New insights into thalassemia: Latest studies using Devyser Thalassemia for NGS testing

Next-generation sequencing (NGS) is enhancing our understanding of genetic disorders, including thalassemia. Recent studies demonstrate the effectiveness of Devyser Thalassemia in identifying a wide range of genetic mutations associated with thalassemia, providing detailed genetic profiles, and improving diagnostics. In this blogpost we highlight some of the fascinating research using Devyser Thalassemia. 

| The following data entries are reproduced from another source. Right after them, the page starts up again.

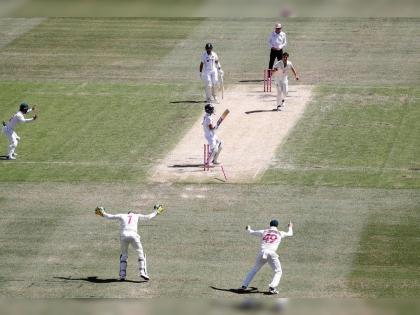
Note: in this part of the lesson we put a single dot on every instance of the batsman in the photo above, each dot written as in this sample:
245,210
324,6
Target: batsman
129,235
210,127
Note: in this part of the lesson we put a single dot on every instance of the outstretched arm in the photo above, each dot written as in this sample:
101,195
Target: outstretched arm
255,233
289,232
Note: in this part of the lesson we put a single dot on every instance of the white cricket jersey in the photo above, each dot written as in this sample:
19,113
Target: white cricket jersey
271,238
129,221
282,70
18,118
278,41
208,133
209,61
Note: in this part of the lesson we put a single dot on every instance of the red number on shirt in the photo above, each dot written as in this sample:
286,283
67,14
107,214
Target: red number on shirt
270,238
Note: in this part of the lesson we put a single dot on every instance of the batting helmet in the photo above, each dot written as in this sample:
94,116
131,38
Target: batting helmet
209,109
24,107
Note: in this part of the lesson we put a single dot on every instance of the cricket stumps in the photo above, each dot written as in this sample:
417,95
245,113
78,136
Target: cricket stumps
267,80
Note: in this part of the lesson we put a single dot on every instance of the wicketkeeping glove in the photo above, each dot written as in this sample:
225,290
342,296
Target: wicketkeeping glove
159,208
99,211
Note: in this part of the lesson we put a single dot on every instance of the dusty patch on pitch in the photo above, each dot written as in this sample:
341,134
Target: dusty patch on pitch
251,135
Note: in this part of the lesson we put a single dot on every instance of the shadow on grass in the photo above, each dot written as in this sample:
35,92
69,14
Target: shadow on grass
95,279
188,102
261,111
250,290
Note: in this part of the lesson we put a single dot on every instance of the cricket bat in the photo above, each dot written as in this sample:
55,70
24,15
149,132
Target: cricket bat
225,113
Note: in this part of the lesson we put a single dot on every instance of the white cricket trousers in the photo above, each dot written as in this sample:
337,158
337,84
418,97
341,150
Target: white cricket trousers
216,146
13,138
273,260
211,81
134,240
282,90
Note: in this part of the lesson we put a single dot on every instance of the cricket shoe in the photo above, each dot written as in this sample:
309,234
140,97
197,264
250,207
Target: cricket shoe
242,289
144,275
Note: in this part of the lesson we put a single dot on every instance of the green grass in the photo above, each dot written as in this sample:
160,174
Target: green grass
354,136
95,132
104,88
52,241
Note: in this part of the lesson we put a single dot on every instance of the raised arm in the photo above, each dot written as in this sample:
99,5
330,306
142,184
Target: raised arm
289,232
100,211
253,232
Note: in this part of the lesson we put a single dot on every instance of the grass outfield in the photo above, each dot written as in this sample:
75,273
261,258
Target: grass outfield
347,174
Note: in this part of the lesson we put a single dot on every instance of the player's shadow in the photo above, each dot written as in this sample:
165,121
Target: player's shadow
186,165
261,111
95,279
250,290
251,81
188,102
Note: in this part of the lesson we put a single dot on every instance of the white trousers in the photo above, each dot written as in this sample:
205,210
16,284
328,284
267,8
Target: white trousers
216,146
13,139
282,90
273,260
134,240
211,82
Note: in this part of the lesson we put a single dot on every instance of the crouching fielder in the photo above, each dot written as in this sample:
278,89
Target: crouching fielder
270,240
129,235
210,127
9,128
280,74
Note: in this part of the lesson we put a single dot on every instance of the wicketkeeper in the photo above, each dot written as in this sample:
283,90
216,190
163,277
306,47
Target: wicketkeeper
270,240
129,235
212,68
9,128
210,127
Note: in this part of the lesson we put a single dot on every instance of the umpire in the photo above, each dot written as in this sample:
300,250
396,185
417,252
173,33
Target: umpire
277,42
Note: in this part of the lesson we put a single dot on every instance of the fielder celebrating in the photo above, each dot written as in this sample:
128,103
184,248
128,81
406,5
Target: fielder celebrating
270,240
212,68
210,127
9,128
129,235
277,41
280,74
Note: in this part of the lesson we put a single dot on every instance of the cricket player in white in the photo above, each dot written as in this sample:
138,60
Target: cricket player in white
210,127
129,235
280,74
9,128
212,68
270,240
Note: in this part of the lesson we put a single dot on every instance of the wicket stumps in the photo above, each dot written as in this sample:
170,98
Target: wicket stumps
267,80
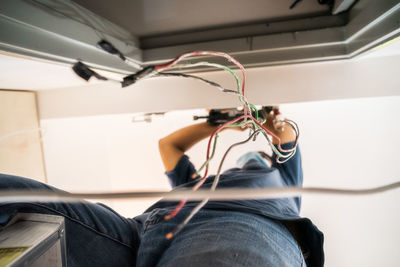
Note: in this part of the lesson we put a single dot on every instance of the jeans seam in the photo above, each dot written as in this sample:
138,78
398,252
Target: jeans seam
79,222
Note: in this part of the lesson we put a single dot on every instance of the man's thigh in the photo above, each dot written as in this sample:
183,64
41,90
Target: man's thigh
95,234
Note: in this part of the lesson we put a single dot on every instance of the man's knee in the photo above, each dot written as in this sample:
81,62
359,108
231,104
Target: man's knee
16,182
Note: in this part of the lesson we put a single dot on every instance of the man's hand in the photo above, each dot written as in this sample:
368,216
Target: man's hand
281,129
173,146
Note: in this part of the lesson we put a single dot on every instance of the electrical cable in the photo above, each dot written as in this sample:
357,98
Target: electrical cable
72,11
213,187
172,74
18,196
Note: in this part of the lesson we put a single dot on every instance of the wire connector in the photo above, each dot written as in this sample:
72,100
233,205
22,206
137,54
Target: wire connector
131,79
110,48
85,72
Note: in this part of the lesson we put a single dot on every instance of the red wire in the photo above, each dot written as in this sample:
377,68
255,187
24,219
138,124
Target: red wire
198,53
245,116
181,204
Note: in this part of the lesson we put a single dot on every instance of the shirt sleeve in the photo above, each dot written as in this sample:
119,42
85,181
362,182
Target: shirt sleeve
182,172
291,171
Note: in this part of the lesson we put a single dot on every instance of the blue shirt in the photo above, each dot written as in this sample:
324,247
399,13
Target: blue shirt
255,175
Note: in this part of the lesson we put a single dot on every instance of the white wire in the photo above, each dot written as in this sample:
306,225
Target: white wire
176,195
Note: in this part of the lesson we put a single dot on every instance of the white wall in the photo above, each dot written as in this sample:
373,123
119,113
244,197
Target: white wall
361,77
20,148
345,143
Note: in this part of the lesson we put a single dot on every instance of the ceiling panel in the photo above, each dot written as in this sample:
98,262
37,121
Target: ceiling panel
159,17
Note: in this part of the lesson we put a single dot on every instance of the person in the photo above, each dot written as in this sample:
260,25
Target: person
255,232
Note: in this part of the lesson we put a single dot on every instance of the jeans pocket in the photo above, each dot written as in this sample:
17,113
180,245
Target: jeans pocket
156,216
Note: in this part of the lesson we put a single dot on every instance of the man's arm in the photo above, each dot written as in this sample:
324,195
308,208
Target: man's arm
173,146
286,133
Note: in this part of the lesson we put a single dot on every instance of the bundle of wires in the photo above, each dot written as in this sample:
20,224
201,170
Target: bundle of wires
247,120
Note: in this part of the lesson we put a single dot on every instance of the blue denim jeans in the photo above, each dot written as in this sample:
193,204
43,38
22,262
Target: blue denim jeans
97,236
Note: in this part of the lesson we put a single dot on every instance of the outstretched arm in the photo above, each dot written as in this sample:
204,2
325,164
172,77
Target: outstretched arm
285,133
173,146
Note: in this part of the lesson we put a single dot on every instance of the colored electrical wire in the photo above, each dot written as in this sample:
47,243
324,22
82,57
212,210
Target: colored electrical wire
211,53
17,196
175,211
213,187
172,74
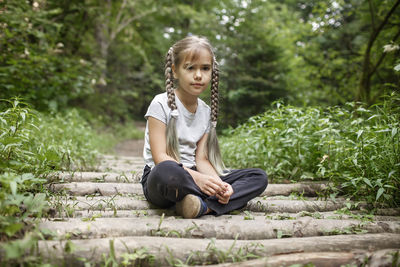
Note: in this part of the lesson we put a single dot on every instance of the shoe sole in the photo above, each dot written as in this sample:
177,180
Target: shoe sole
188,207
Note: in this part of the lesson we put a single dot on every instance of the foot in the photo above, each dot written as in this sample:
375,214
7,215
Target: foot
191,206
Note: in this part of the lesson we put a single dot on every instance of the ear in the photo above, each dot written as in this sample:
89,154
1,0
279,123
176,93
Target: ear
174,72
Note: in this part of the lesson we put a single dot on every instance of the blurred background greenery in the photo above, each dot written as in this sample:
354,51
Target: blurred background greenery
309,90
106,58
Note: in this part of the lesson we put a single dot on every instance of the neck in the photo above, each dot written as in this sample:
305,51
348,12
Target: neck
189,101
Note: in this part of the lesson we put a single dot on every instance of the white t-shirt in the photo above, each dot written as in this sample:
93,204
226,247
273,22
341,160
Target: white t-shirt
190,127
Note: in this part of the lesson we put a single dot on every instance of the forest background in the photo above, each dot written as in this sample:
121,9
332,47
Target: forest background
309,90
106,58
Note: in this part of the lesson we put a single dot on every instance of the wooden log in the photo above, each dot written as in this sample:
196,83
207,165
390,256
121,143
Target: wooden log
138,202
322,259
83,187
103,189
202,251
220,229
109,177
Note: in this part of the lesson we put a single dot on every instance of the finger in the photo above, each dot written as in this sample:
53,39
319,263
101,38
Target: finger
223,201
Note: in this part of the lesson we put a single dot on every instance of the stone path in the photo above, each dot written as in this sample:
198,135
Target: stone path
103,217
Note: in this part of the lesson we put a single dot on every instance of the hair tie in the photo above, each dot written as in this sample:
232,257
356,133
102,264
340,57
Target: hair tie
175,113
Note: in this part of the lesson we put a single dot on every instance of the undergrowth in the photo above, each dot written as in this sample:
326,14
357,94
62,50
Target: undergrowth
354,147
33,145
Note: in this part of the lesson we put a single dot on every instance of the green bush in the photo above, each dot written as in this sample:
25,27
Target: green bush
33,145
356,148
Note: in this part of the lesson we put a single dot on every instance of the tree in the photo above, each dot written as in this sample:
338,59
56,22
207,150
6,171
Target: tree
379,21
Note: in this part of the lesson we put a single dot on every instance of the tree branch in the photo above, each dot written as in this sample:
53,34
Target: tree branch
128,21
383,55
383,23
371,11
122,7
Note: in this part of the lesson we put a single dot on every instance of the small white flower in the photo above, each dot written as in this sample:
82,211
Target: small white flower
389,48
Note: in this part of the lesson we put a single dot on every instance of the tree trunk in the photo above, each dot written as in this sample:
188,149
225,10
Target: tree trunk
364,88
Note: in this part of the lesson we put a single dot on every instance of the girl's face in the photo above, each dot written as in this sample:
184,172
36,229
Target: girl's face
194,72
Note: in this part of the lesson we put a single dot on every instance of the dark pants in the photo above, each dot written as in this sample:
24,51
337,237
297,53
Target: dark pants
168,182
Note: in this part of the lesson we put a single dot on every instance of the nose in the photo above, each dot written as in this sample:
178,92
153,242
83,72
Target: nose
197,74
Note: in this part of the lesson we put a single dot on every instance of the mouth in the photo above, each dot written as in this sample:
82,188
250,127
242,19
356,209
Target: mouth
197,84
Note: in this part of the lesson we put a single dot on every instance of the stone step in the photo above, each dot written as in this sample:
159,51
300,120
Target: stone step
107,189
378,258
169,251
90,214
120,164
258,204
98,177
256,229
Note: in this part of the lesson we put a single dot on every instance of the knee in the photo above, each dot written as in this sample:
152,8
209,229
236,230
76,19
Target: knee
261,177
167,172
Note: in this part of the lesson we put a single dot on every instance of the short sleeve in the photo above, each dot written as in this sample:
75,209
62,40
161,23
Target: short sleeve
157,110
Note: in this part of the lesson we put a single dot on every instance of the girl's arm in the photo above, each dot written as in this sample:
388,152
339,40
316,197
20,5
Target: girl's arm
203,165
208,184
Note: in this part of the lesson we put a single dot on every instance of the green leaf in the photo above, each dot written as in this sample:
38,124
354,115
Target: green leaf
13,187
367,181
11,229
279,234
380,192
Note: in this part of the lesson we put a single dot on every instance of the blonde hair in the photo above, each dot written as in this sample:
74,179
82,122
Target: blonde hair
174,56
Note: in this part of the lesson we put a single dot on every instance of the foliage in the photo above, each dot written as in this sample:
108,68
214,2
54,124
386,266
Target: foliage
354,147
107,57
34,143
35,61
31,146
335,41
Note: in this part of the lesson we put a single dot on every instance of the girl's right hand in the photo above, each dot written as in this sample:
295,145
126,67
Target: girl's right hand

Atypical Interference in Hb A1c Measurements Might Be Due to Mosaic Expression of Hemoglobin Variants – Clinical Chemistry, 2024¹ 

Annelie Strålfors, Kristina Lagerstedt-Robinson, and Britta Landin 

This letter describes two cases of atypical hemoglobin (Hb) variants interfering with Hb A1c measurements, potentially affecting diabetes treatment: 

• Case 1: A 70-year-old woman had an unknown 20% Hb fraction. Massively parallel sequencing (MPS) identified an HBB variant (c.438T>A), corresponding to Hb McKees Rocks, in 17% of reads, undetectable by Sanger sequencing. 

• Case 2: A 49-year-old man showed a low Hb A1c level (3.8%) and a high labile A1c peak (23%). MPS confirmed the presence of Hb N-Timone (c.25A>G), detected in 16% of reads. 

MPS provided higher sensitivity and identified low-level mosaicism not detected by Sanger sequencing, highlighting the importance of recognizing mosaic Hb variants to avoid misdiagnosis and ensure appropriate treatment. 

Three Haemoglobin Variants for Congenital Erythrocytosis and Sickle Cell Disease HbSC – Biomedical Research & Environmental Sciences, 2022² 

Rita Testa Epifania, et al. 

This article presents three clinical cases of rare hemoglobinopathies in Italy, emphasizing the importance of accurate identification of rare thalassemia variants: 

• Case 1: A 68-year-old male with polyglobulia was treated unsuccessfully with phlebotomies. Diagnosed with Haemoglobin Regina after HPLC and genetic testing revealed a specific mutation (β 96 Leu > Val). 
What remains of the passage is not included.